I wish to thank my friend, Ken Tripp, for providing me with the opportunity to provide my perspective on the fears which he wrote about. I know that Ken, like me, errs on the side of Optimism – not unlike Michael J. Fox and so many other Parkinson heroes who I’ve met since my diagnosis in 2010.

Ken has chosen to set aside his fears and will be starting a 500 mile Charity Ride for Parkinson’s on September 1, 2014 with a bike ride from Louisville to Cleveland. He will be riding a Catrike Expedition. To follow Ken’s progress or donate to his ride, go to his website “Cycling for Parkinson’s“. This task might seem insurmountable for most people – whether living with PD or not, but Ken has been training and is dedicated to completing the ride in 12 days.
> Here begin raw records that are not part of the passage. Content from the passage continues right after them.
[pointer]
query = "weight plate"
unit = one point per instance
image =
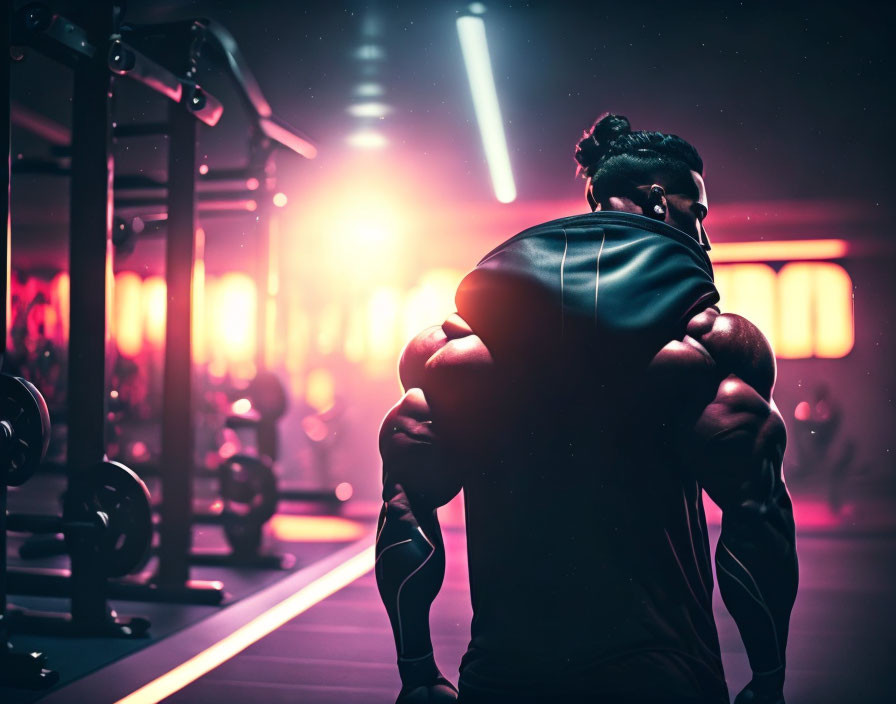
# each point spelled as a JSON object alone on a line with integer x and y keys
{"x": 24, "y": 411}
{"x": 115, "y": 490}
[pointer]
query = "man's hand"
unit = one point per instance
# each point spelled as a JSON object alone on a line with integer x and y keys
{"x": 439, "y": 692}
{"x": 423, "y": 683}
{"x": 763, "y": 689}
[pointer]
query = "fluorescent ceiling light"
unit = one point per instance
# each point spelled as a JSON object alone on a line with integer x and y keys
{"x": 368, "y": 110}
{"x": 474, "y": 47}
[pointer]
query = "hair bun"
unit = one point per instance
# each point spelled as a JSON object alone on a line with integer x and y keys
{"x": 596, "y": 143}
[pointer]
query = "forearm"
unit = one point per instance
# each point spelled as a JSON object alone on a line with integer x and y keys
{"x": 410, "y": 567}
{"x": 756, "y": 566}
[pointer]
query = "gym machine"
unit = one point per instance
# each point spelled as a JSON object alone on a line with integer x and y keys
{"x": 165, "y": 59}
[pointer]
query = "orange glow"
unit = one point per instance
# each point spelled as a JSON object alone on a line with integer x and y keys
{"x": 155, "y": 310}
{"x": 750, "y": 290}
{"x": 778, "y": 251}
{"x": 320, "y": 389}
{"x": 128, "y": 326}
{"x": 315, "y": 529}
{"x": 802, "y": 411}
{"x": 199, "y": 343}
{"x": 110, "y": 290}
{"x": 233, "y": 325}
{"x": 59, "y": 298}
{"x": 273, "y": 346}
{"x": 816, "y": 315}
{"x": 431, "y": 301}
{"x": 241, "y": 406}
{"x": 355, "y": 344}
{"x": 795, "y": 316}
{"x": 354, "y": 565}
{"x": 834, "y": 328}
{"x": 344, "y": 491}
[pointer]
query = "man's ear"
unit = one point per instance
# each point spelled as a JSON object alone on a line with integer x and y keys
{"x": 589, "y": 194}
{"x": 656, "y": 206}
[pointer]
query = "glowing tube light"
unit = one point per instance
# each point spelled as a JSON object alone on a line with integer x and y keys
{"x": 474, "y": 47}
{"x": 780, "y": 251}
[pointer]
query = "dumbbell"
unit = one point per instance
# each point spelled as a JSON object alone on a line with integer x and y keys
{"x": 107, "y": 502}
{"x": 24, "y": 436}
{"x": 248, "y": 500}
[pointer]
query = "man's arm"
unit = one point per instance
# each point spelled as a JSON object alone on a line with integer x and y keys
{"x": 736, "y": 449}
{"x": 420, "y": 473}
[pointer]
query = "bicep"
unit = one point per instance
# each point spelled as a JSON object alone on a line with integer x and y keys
{"x": 737, "y": 445}
{"x": 415, "y": 459}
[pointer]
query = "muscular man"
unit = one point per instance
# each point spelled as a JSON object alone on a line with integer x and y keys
{"x": 584, "y": 394}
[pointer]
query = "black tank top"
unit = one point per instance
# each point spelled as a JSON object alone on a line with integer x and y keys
{"x": 587, "y": 545}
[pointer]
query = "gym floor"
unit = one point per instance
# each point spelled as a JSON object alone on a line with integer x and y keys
{"x": 337, "y": 647}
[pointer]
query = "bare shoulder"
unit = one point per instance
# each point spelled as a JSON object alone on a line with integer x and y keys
{"x": 736, "y": 346}
{"x": 442, "y": 353}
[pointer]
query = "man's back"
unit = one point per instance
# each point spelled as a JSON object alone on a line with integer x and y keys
{"x": 576, "y": 403}
{"x": 587, "y": 544}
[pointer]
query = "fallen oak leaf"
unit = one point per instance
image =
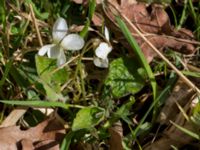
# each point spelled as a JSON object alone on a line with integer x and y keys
{"x": 50, "y": 129}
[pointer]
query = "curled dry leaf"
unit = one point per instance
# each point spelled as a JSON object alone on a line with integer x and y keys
{"x": 45, "y": 135}
{"x": 154, "y": 23}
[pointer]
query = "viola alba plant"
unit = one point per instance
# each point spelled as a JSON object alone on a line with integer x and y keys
{"x": 102, "y": 51}
{"x": 61, "y": 41}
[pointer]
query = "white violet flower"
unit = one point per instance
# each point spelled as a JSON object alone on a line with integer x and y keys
{"x": 102, "y": 51}
{"x": 61, "y": 41}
Cheer on this PD Fighter. Ken has chosen to “Live Well Today” and to raise money for Parkinson’s Research and Awareness. Ken Tripp SAG Wagon

I have read about Robin Williams passion for cycling. In an interview in 2003, he said, “I’m lucky to have bikes in my life.” He even credited cycling with helping to “save his life” at one point. I wish that cycling could have done so this time. Instead, I hope that Robin Williams will be remembered as a person who lived a wonderful life, faced several difficult issues and be thought of as a champion for expanding awareness about both depression and cycling. Robin, It would have be a riot to ride with you.

I’ll close with one of my mottos, “Keep Calm, Hug Often, and Pedal On!”